Introduction/Background*Many clinical guidelines recommend patients with ovarian cancer (OC) undergo mutational testing of genes involved in DNA damage repair response as a predictive marker of clinical benefit from platinum-based chemotherapy and targeted therapies. However, there is little known on the prognostic impact of BRCA or ATM mutation on the survival experience of OC patients receiving contemporary routine care in the United States.
Methodology In this retrospective cohort study, we identified patients aged ≥18 years with OC (≥2 OC diagnoses within 90 days) in Optum’s de-identified electronic health record (EHR) database (1/1/2017 – 6/30/2020; N=16.6M total female lives). Index date was the first diagnosis of OC. Patients were stratified by BRCA/ATM status and followed for up to 24 months to assess overall survival (OS). Death was captured from the EHR and linked social security and obituary data. Two-year OS rates were evaluated using the Cox Proportional-Hazards model, adjusting for baseline demographics, comorbidities, clinical and prognostic factors.
Result(s)*Among 11,206 patients with OC, 1,901 (17.0%) had evidence of being tested for BRCA/ATM: 616 (32.4%) had BRCA/ATM mutation, 682 (35.9%) did not BRCA/ATM mutation, and 603 (31.7%) had unknown status. Patients with BRCA/ATM mutation had a mean age (SD) 59.5 (10.9) and 62.2 (12.1) years, respectively; 35.9% of patients with BRCA/ATM mutation had visceral metastasis at diagnosis compared with 31.8% with no mutation. Of patients with known stage at diagnosis and with BRCA/ATM mutation (N=416), 77.2% presented at stage 3/4 compared with 70.6% of patients without BRCA/ATM mutation (N=503). Patients with BRCA/ATM mutation and no BRCA/ATM mutation were observed for a median of 705 days and 697 days, respectively. Two-year OS rates were not significantly different by BRCA/ATM mutation status (yes: 79.2% vs no: 75.4%, p=0.13); unadjusted hazard ratio (HR) 1.22 (95% CI =0.94–1.58); adjusted HR 1.12 (95% CI 0.85–1.47).
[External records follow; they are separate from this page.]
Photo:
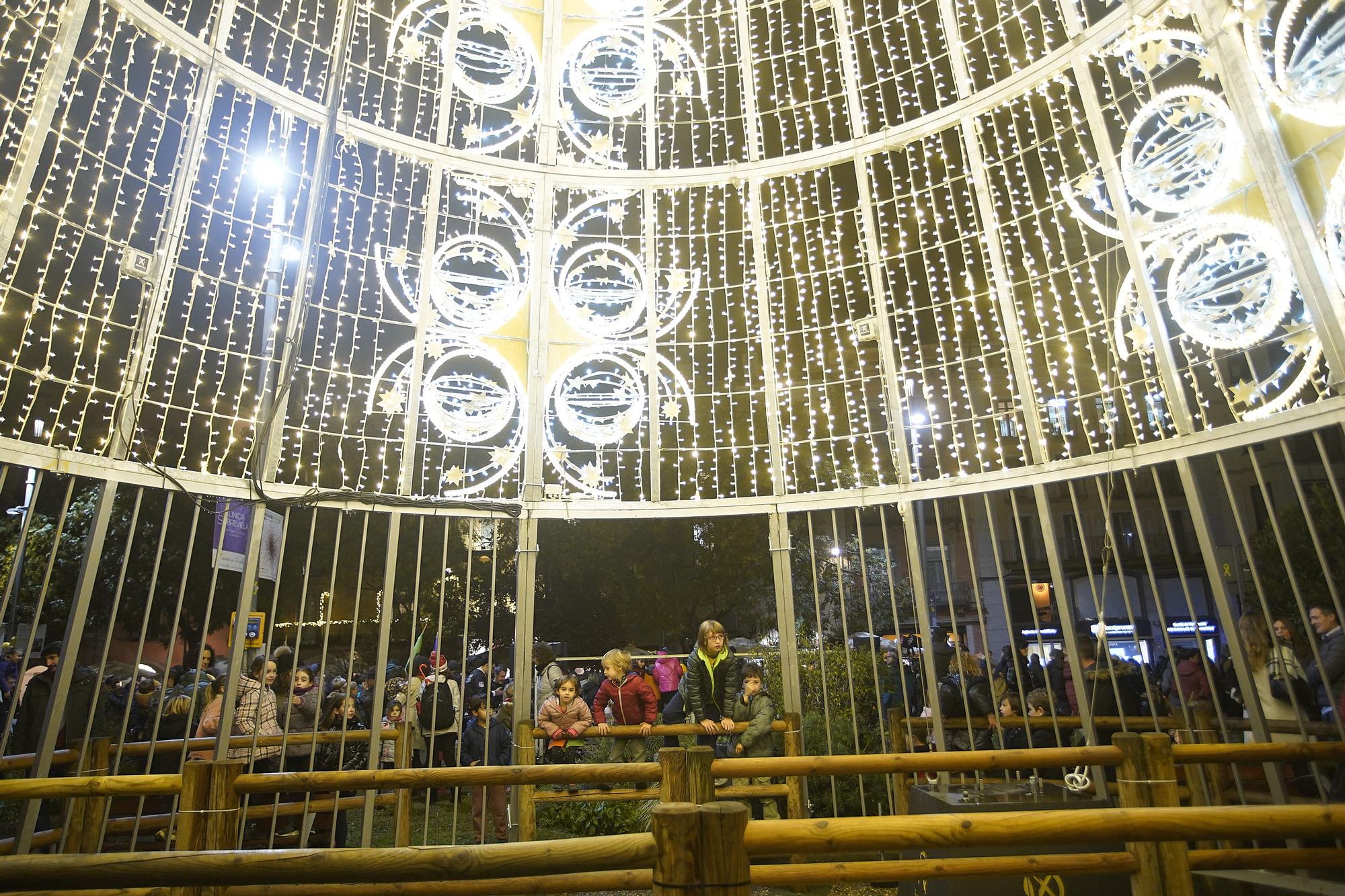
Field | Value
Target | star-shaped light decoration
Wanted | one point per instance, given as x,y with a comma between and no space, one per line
392,401
602,145
592,477
412,48
1300,337
1243,392
1140,338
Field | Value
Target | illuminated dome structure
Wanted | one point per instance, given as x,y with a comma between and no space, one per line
1017,318
685,251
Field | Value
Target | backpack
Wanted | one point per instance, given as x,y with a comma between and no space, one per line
435,705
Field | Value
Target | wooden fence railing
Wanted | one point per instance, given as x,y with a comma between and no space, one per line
709,846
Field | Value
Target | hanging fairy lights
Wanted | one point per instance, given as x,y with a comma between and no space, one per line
1005,290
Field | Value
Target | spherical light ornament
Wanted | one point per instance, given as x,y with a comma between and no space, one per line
1231,283
1301,48
493,58
599,397
1182,150
610,69
471,395
475,283
602,291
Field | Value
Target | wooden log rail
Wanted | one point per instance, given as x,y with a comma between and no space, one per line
691,861
71,756
665,731
528,794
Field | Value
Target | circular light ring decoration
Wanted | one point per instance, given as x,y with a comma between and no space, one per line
490,61
601,291
610,69
1182,150
1301,48
471,393
629,9
475,283
601,396
1231,282
1091,189
1300,365
493,60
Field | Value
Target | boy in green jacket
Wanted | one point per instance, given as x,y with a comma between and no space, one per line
755,708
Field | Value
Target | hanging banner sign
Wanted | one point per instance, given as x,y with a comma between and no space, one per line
233,525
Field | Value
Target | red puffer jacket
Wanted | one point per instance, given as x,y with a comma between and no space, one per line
633,701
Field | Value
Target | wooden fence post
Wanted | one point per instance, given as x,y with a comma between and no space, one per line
723,856
223,815
797,806
1133,779
527,747
1163,791
192,814
700,779
900,780
673,782
677,842
84,826
403,810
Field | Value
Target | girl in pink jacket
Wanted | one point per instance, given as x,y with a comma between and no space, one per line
564,717
668,673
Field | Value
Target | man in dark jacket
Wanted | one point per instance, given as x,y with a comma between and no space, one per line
1328,678
488,743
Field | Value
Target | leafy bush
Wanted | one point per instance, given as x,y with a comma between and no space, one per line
595,819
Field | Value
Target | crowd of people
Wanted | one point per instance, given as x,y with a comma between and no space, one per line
1291,680
457,719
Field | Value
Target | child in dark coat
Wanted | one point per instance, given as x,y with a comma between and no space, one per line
488,743
755,708
633,702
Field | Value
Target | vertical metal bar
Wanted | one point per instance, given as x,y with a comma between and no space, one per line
385,626
69,657
761,278
913,525
822,651
649,236
787,627
1225,607
845,647
333,97
1065,607
17,587
1032,602
883,309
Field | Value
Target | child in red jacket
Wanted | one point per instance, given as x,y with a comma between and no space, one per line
633,701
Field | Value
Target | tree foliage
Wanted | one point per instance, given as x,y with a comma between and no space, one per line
1305,568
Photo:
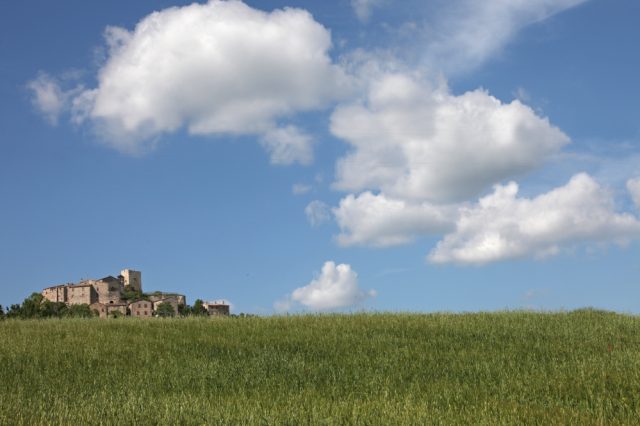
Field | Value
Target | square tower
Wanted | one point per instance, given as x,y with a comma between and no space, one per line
132,280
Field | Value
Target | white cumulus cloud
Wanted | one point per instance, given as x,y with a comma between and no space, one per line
363,8
47,97
376,220
633,185
288,145
462,34
335,287
214,68
502,226
414,140
300,188
317,212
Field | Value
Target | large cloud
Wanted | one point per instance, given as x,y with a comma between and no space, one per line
377,220
335,287
502,226
414,140
220,67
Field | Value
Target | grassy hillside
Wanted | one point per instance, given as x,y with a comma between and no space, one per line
581,367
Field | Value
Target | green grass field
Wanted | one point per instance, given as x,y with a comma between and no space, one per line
580,367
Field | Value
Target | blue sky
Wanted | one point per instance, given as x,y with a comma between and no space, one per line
309,156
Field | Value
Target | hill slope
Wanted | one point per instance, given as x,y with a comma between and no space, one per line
513,367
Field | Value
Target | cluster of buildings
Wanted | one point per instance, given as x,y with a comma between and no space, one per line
111,296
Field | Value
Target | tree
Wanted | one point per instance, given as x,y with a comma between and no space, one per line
165,310
31,306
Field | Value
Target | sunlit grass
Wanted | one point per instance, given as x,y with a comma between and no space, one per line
515,367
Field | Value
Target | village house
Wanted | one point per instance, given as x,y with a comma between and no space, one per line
170,300
141,309
111,296
216,307
108,310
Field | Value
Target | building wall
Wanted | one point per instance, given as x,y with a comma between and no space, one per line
78,294
216,309
108,292
120,307
132,279
172,301
55,294
100,308
141,309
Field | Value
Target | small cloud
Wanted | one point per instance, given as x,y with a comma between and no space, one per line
283,305
317,213
288,145
336,287
633,185
504,226
363,8
300,189
47,97
522,95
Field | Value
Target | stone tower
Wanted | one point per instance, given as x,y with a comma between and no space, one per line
132,280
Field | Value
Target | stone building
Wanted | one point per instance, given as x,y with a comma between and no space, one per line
159,295
105,296
56,293
170,300
83,293
109,289
216,307
106,310
132,280
141,309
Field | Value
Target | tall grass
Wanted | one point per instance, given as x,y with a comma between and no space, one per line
580,367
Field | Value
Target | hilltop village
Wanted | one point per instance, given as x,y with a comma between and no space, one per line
123,296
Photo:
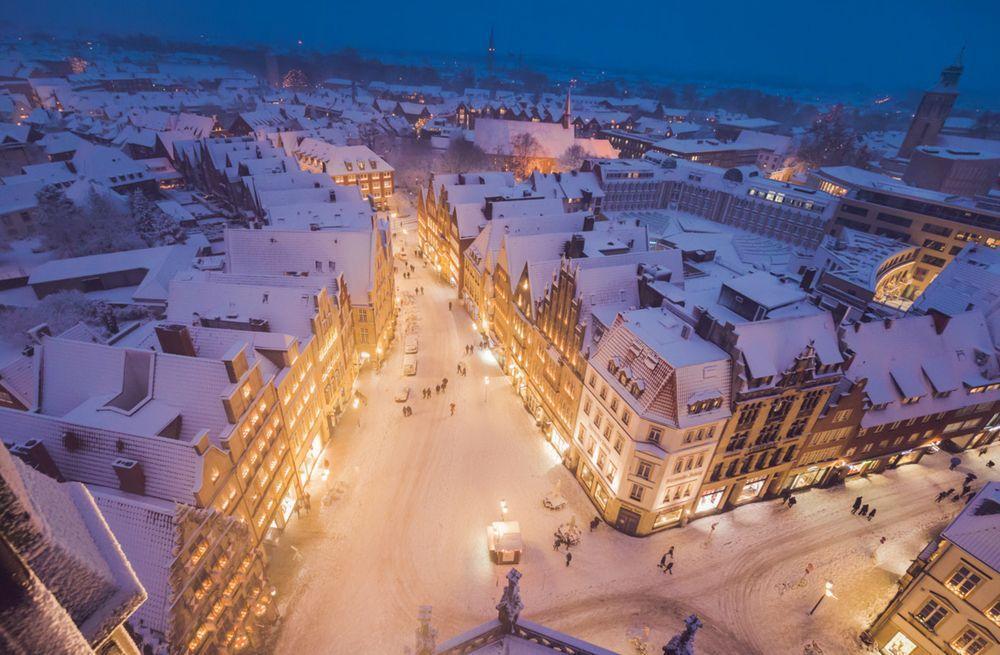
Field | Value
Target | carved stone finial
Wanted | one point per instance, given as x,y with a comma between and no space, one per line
426,634
683,643
510,605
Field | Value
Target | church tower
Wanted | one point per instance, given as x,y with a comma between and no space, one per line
490,53
933,110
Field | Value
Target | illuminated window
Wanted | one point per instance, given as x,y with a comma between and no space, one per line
932,613
970,642
963,581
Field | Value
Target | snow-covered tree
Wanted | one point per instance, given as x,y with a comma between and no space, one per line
573,158
831,141
524,150
60,222
463,156
61,311
152,224
294,79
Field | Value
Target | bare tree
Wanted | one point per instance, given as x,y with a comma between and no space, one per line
573,158
463,156
524,151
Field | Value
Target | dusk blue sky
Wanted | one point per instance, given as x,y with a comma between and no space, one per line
872,44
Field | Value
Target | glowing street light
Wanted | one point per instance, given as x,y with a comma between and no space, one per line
828,591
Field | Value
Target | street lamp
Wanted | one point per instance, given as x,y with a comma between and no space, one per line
828,591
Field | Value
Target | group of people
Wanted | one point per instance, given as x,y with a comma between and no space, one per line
965,494
427,392
861,509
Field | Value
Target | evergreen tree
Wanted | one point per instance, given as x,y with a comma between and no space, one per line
151,223
830,141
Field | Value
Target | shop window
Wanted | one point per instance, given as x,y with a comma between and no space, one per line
932,613
963,581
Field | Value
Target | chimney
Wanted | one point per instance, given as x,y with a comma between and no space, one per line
940,320
574,247
808,275
33,453
131,479
175,340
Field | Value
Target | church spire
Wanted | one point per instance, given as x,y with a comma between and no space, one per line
490,52
568,110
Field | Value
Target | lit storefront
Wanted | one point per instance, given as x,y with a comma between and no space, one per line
752,489
667,518
710,500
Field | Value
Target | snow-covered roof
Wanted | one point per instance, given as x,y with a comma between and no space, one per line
933,364
664,364
59,532
496,137
323,254
160,263
977,529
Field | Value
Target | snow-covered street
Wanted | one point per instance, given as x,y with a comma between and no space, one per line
414,496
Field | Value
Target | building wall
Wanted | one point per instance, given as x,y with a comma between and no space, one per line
932,612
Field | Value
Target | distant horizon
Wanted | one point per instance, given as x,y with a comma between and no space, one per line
893,47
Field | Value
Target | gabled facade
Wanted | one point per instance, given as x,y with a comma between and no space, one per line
655,403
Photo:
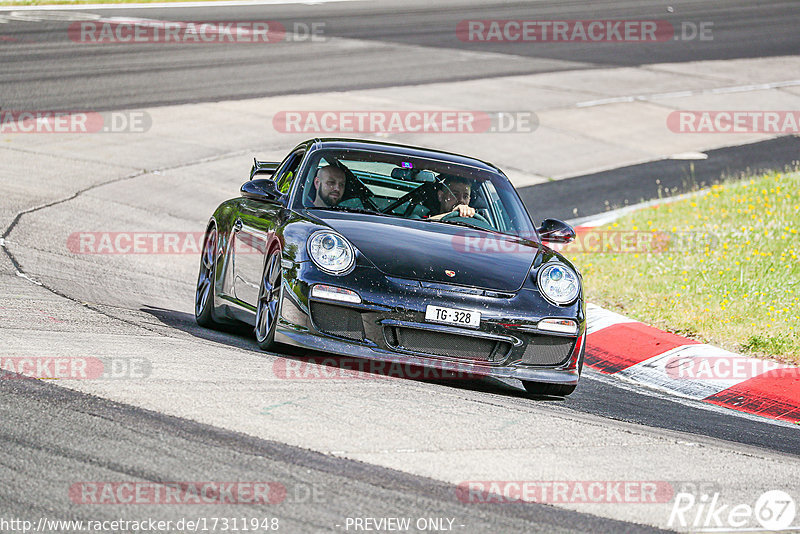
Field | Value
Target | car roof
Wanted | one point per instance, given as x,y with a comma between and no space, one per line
392,148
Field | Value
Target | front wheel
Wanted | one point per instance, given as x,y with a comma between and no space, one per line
204,296
269,302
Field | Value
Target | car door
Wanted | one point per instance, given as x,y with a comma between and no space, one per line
254,229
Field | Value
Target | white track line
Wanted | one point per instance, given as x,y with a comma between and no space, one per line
684,94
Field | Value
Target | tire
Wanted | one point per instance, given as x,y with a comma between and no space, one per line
204,294
268,306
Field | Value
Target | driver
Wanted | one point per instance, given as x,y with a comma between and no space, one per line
454,195
330,182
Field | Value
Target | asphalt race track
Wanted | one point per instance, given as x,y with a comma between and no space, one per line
211,407
396,41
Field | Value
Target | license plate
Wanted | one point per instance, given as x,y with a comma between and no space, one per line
437,314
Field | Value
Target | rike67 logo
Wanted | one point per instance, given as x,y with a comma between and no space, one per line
773,510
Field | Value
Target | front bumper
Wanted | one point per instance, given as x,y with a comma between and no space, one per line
392,307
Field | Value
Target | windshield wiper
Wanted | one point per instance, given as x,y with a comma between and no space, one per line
347,209
470,225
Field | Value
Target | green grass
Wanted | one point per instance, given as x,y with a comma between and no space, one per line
721,267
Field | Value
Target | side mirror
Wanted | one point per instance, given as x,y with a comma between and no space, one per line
264,169
555,231
262,189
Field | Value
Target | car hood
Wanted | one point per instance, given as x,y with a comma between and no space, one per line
427,251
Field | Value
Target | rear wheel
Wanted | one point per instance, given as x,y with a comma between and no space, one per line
269,302
204,296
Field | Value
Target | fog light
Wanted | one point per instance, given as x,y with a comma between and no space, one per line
335,293
562,326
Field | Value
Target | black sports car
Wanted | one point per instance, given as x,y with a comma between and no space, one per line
397,253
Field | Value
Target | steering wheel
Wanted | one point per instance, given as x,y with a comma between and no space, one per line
454,215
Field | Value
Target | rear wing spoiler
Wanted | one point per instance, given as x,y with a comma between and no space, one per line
263,169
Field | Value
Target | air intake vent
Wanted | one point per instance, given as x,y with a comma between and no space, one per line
448,345
339,321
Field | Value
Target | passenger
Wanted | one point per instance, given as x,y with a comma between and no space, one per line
454,195
330,182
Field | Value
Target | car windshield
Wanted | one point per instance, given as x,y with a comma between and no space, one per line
394,185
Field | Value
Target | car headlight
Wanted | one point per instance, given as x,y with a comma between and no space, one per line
558,283
331,252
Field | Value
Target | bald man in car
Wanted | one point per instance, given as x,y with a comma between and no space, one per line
454,195
330,182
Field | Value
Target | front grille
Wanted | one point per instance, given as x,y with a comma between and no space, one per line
547,350
337,321
444,344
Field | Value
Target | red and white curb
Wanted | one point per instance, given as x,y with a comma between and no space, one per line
620,346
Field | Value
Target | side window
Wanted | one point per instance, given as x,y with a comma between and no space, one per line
288,171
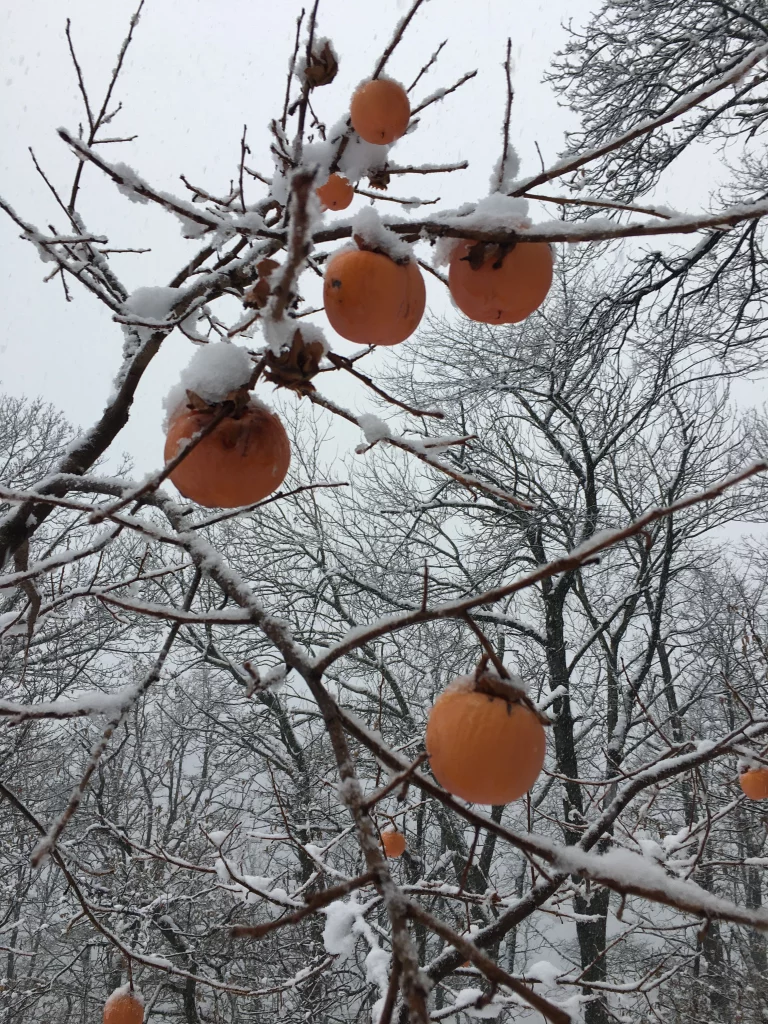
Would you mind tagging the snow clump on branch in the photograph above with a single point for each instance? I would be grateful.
(213, 372)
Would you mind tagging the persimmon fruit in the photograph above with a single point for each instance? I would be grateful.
(483, 749)
(754, 783)
(336, 194)
(492, 286)
(371, 299)
(244, 459)
(393, 843)
(380, 111)
(123, 1008)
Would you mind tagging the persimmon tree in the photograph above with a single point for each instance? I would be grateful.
(246, 833)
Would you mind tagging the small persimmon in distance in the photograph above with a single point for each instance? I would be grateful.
(380, 111)
(123, 1007)
(372, 300)
(754, 783)
(244, 459)
(496, 285)
(336, 194)
(483, 749)
(393, 843)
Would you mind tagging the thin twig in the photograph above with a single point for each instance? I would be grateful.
(284, 118)
(426, 67)
(342, 363)
(507, 114)
(441, 93)
(314, 903)
(398, 33)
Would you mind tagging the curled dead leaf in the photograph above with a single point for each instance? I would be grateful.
(295, 367)
(323, 66)
(257, 295)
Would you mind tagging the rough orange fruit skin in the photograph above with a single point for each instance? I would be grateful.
(124, 1010)
(503, 295)
(380, 111)
(482, 749)
(241, 462)
(393, 843)
(755, 783)
(372, 300)
(336, 194)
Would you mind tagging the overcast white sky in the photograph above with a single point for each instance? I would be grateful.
(197, 72)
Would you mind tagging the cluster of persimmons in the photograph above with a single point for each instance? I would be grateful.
(484, 738)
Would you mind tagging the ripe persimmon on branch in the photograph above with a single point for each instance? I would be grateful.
(182, 590)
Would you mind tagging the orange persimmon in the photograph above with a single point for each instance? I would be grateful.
(483, 749)
(336, 194)
(244, 459)
(371, 299)
(754, 783)
(123, 1008)
(492, 286)
(380, 111)
(393, 843)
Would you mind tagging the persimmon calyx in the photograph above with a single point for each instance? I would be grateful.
(494, 686)
(295, 367)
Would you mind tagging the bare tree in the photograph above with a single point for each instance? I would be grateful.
(214, 714)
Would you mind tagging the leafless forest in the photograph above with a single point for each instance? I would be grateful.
(211, 715)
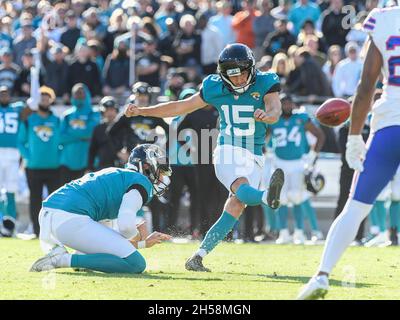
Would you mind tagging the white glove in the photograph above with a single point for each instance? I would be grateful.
(355, 152)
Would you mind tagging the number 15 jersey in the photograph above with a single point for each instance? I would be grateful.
(237, 125)
(383, 26)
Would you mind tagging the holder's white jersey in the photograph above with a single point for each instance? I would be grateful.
(383, 25)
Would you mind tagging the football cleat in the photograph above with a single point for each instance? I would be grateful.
(316, 288)
(49, 261)
(284, 237)
(275, 187)
(195, 263)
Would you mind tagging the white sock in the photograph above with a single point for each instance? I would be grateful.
(374, 230)
(201, 252)
(65, 261)
(342, 233)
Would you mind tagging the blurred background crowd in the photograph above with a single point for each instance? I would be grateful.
(89, 58)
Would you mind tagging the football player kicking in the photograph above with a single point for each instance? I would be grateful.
(290, 145)
(71, 216)
(247, 101)
(376, 162)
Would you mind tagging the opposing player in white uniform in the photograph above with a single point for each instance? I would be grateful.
(379, 213)
(377, 161)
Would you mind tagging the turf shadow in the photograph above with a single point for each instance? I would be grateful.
(300, 279)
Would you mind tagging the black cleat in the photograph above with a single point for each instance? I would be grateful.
(195, 263)
(275, 186)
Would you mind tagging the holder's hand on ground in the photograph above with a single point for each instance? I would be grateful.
(142, 228)
(131, 111)
(263, 116)
(156, 238)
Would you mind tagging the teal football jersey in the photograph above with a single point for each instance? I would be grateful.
(99, 194)
(237, 125)
(289, 138)
(9, 122)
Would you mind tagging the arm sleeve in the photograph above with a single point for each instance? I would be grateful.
(22, 139)
(130, 205)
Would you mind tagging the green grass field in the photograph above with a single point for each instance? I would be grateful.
(243, 271)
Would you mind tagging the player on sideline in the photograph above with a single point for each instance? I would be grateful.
(377, 161)
(290, 146)
(247, 100)
(70, 216)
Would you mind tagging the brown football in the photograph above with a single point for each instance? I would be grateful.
(333, 112)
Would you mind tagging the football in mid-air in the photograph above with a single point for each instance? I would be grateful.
(333, 112)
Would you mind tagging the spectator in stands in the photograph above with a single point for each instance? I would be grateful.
(23, 42)
(106, 150)
(279, 40)
(76, 130)
(301, 11)
(84, 70)
(91, 20)
(307, 30)
(165, 44)
(148, 63)
(312, 44)
(5, 38)
(174, 85)
(56, 70)
(8, 70)
(166, 10)
(334, 57)
(281, 11)
(262, 26)
(117, 27)
(264, 64)
(347, 72)
(23, 82)
(150, 28)
(71, 33)
(223, 22)
(307, 78)
(78, 7)
(187, 42)
(280, 66)
(95, 49)
(332, 24)
(38, 142)
(356, 33)
(116, 71)
(242, 23)
(211, 45)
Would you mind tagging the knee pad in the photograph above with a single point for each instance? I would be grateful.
(295, 197)
(136, 262)
(395, 196)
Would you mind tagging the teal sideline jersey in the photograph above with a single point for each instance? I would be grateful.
(9, 123)
(38, 141)
(237, 125)
(99, 194)
(289, 138)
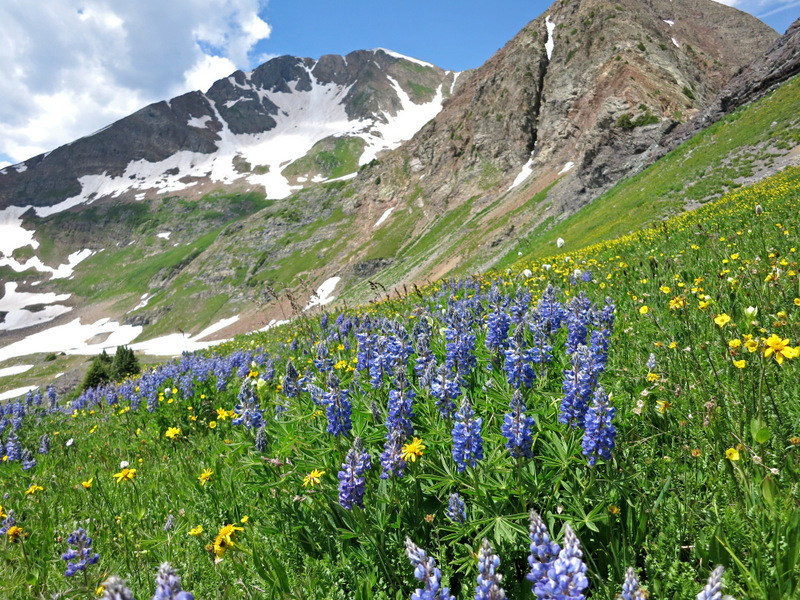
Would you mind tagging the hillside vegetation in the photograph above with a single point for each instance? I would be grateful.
(639, 392)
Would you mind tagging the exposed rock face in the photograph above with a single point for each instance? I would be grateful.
(237, 113)
(778, 64)
(618, 78)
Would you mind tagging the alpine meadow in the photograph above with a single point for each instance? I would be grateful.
(561, 362)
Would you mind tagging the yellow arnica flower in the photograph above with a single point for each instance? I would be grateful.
(779, 348)
(412, 450)
(313, 478)
(125, 475)
(224, 540)
(205, 476)
(722, 320)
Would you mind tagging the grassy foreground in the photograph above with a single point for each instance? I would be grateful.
(661, 425)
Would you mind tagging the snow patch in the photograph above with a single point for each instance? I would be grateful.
(551, 42)
(323, 294)
(18, 392)
(526, 171)
(384, 216)
(15, 370)
(404, 57)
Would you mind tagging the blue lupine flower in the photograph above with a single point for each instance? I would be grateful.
(168, 585)
(489, 579)
(497, 326)
(248, 409)
(518, 361)
(517, 428)
(578, 316)
(456, 509)
(467, 440)
(337, 408)
(630, 588)
(28, 462)
(392, 461)
(577, 388)
(543, 550)
(290, 386)
(80, 555)
(13, 449)
(713, 589)
(599, 434)
(566, 577)
(352, 483)
(425, 570)
(323, 362)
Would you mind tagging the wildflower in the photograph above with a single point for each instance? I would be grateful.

Conclusion*In this observational study of US patients with ovarian cancer, there was no statistically significant difference in two-year OS rates between patients with or without BRCA/ATM mutation. Additional research is needed to evaluate the association between BRCA/ATM status and overall survival in different patient populations.